Aku terkejut dengan penolakannya.

"Karena kau dan aku sama-sama tertarik dalam gairah ini Rizka."

"Aku tidak mau menikah." dia membalas tatapanku.

Aku terkekeh.

"Jadi kau hanya ingin bermain kan?"

"Siapa yang bermain?!" dia melotot padaku.

"Kau terus menggodaku, di pesta Papi, tadi pagi dan malam ini." Aku mengangkat alisku.

"Aku tidak menggodamu, kau yang menyusulku masuk ke dalam kolam itu." Dia melawan dengan tidak yakin.

Aku mendengus.

"Kau melakukan hal-hal provokatif padaku, semua laki-laki sehat pasti akan melakukan apa yang aku lakukan tadi."

Wajahnya merah, lalu dia mengangkat wajahnya tinggi menantangku.

"Kalau begitu, itu karena kau sehat!, bukan karena aku menggodamu! kenapa kau selalu menuduhku? padahal kau yang tidak bisa mengendalikan dirimu!" Suaranya meninggi.

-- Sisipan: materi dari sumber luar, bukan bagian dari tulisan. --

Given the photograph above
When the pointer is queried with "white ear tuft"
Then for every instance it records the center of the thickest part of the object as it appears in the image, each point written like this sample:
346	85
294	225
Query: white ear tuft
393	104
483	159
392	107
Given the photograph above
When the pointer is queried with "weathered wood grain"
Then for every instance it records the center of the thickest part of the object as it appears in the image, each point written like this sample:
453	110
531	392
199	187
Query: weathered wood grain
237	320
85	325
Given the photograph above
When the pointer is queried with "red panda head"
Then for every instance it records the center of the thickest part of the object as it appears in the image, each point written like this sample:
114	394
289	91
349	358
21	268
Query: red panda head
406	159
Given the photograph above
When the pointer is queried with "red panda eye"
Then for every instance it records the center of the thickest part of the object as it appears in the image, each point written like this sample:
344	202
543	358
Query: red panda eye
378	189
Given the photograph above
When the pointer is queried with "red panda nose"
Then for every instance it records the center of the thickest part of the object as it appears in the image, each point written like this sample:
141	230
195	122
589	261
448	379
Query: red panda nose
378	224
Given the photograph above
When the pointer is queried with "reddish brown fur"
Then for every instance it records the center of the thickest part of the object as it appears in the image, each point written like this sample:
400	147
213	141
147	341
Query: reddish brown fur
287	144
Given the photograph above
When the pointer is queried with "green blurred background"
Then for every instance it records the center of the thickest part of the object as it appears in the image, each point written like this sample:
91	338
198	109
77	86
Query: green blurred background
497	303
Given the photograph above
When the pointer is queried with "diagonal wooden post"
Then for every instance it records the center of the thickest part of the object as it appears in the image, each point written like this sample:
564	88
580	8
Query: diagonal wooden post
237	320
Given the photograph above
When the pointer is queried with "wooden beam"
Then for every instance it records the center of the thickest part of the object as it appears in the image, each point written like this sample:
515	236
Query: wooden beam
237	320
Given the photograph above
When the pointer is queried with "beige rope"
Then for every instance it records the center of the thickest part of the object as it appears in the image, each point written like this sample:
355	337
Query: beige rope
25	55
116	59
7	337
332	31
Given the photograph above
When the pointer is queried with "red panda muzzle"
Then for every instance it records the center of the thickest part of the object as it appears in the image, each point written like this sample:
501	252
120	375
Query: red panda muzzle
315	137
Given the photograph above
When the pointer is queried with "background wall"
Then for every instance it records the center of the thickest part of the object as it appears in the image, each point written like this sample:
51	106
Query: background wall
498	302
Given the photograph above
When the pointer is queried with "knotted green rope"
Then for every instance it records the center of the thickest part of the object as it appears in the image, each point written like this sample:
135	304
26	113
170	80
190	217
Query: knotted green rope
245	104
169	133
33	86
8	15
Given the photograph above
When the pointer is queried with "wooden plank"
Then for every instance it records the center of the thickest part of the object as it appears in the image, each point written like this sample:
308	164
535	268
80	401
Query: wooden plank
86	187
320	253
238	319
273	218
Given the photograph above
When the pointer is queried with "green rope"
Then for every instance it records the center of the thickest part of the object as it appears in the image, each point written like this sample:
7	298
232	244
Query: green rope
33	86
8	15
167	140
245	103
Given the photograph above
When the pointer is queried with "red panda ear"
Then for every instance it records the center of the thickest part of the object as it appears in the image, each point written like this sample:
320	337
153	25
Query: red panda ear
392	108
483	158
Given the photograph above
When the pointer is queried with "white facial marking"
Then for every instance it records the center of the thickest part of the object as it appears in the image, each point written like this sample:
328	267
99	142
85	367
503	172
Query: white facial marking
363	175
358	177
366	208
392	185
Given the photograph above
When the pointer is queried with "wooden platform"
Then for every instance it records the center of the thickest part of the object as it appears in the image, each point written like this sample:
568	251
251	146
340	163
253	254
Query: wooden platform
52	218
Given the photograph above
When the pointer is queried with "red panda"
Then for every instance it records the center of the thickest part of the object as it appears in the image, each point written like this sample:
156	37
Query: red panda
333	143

Benar, aku yang tidak bisa mengendalikan diriku, aku menjadi merasa bersalah.

"Maafkan aku, maksudku_"

"Aku tahu maksudmu, aku yang menggodamu jadi aku yang salah." Dia menyelaku, dan terlihat seksi sekaligus menggairahkan saat dia marah.

Aku mendekatinya.

"Jadi kau tidak mau menikah?"

"Tidak." Dia menatapku yakin.

"Jadi kita akan terus terbakar seperti ini tanpa komitmen?"

"K-kalau begitu kita harus menjaga jarak." Suaranya terdengar kurang yakin.

Aku tersenyum.

"Rizka, sebulan kedepan aku akan menjagamu, dan kita belum sampai dua hari bersama, kau lihat kan apa yang terjadi antara kita?" dia diam.

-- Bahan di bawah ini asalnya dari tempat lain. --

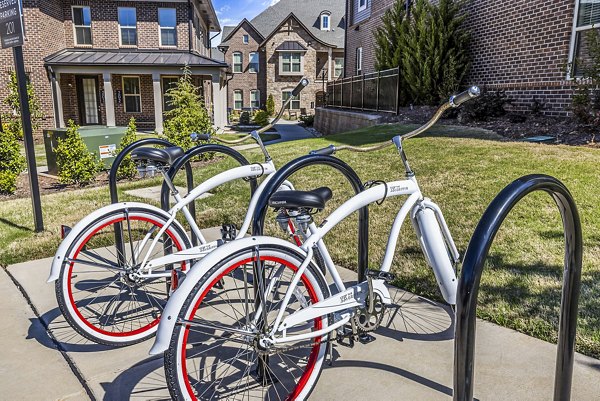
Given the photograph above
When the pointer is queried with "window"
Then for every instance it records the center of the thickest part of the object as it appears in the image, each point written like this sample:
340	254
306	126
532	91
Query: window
325	21
295	103
237	62
359	61
238	100
338	67
253	67
255	99
167	20
290	63
587	17
128	26
168	83
132	94
82	22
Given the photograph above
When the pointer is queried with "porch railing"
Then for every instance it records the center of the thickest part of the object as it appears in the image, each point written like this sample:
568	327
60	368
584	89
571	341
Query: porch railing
377	91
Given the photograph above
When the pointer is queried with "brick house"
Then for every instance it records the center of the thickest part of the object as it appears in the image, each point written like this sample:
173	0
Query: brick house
289	40
520	46
102	62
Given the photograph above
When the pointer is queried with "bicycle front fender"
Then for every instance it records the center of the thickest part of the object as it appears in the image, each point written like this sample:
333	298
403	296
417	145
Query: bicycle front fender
171	312
73	235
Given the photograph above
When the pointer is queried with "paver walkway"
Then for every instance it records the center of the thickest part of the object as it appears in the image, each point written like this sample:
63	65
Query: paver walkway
411	359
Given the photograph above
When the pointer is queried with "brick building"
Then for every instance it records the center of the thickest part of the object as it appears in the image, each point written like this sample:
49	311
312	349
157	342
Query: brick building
273	51
102	62
521	46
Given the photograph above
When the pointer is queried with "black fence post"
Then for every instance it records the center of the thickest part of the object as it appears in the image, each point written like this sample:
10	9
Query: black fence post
473	264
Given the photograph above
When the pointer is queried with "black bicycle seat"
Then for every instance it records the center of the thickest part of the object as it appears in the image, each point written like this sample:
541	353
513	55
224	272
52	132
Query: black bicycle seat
315	199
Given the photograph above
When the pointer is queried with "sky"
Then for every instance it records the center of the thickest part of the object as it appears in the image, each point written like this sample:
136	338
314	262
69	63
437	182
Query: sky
231	12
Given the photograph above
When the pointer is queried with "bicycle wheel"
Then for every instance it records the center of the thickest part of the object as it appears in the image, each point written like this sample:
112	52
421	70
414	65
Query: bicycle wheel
100	291
212	356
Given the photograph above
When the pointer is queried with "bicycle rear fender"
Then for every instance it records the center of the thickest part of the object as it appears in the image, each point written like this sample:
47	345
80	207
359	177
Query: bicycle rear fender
60	255
175	304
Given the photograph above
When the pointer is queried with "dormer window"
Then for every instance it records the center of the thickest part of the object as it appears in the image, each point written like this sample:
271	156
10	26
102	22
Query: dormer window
325	21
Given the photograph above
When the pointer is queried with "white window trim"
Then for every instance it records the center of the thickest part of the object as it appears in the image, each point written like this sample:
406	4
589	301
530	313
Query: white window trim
241	92
241	62
125	95
250	63
81	26
291	73
137	39
363	7
160	28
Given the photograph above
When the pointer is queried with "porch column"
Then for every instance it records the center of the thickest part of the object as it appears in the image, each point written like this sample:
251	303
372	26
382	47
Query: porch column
329	66
219	93
109	100
158	109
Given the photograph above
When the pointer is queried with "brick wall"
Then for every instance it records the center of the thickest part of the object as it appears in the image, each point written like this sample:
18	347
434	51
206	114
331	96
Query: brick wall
521	46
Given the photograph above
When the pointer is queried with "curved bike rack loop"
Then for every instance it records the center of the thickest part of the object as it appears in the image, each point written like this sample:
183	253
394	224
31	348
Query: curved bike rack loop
165	198
475	257
311	160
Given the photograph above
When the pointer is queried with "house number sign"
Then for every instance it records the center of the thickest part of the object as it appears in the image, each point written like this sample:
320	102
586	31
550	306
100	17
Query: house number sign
11	23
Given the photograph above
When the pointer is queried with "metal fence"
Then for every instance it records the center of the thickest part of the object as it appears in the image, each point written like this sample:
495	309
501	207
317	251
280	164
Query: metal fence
377	91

"Aku yang akan bicara pada Papi, Ringgo dan Opa." Aku melanjutkan.

"Kita belum melakukan apa-apa!, untuk apa kau bicara pada mereka?" Rizka membentakku.

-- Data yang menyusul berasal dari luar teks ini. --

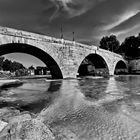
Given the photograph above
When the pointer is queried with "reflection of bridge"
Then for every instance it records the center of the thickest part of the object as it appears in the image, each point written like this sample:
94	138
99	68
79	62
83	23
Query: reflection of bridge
63	57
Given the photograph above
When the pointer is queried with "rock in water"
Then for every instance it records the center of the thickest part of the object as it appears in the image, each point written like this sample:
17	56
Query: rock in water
25	128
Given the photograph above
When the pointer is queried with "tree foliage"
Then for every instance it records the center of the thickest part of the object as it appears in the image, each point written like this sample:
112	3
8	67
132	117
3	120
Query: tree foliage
130	46
110	43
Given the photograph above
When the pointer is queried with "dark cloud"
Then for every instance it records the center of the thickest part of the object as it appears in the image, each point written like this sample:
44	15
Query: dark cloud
89	19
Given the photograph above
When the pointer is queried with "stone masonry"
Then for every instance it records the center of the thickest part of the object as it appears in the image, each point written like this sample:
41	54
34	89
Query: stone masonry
67	54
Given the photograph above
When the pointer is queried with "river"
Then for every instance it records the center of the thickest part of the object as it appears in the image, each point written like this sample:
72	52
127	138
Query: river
82	109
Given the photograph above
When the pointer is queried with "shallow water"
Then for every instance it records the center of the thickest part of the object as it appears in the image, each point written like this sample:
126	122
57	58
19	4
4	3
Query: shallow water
85	109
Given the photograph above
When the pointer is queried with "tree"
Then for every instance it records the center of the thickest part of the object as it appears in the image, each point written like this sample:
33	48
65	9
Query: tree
16	66
110	43
130	46
8	65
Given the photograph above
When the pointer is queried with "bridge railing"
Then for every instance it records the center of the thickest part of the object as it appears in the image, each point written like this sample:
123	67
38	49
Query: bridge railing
44	38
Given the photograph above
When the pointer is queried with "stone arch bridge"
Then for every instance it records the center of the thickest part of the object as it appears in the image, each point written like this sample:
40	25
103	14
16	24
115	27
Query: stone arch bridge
63	57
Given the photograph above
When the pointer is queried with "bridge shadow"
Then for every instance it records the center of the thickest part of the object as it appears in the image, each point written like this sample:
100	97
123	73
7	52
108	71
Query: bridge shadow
34	51
93	65
42	99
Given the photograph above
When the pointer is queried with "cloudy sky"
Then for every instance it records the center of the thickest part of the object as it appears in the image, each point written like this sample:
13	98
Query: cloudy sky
89	19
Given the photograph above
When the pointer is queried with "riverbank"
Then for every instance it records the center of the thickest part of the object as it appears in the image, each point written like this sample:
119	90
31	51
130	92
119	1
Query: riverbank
15	125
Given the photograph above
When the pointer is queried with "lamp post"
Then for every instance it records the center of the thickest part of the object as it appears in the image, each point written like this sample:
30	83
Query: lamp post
73	36
61	36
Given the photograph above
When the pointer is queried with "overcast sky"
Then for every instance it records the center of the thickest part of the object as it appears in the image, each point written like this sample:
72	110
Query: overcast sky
89	19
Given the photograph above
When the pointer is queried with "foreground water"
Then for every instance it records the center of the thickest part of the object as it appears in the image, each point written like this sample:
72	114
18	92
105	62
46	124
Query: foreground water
85	109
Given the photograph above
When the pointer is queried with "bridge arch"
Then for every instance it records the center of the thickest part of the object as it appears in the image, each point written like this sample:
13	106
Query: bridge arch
35	51
120	67
93	64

"Banyak yang sudah kita lakukan Rizka." Jawabku sambil terkekeh.

"Tidak! aku__" tiba-tiba pintu terbuka.

"Lang, apa kalian _" Ronan berhenti berbicara.

Ringgo dan Ronan berdiri di pintu dengan mata terbelalak melihatku dan Rizka di kamarku.

Dan kami masih telanjang.

Sempurna!

"What the hell !!" Ringgo berteriak dan ingin menerjangku tapi langsung di tahan Ronan.

"Pakai baju kalian!" Ronan menarik Ringgo menjauh dari pintu.

"Lepaskan aku Roe!" Ringgo berteriak dan memukul Ronan.

Aku langsung menutup pintu dan menguncinya, pintu di gedor dan di tendang, Ringgo memakiku dari luar.

Rizka mematung, terlihat pucat dan terkejut.

Aku langsung memeluknya. "Aku akan mengurusnya Sayang."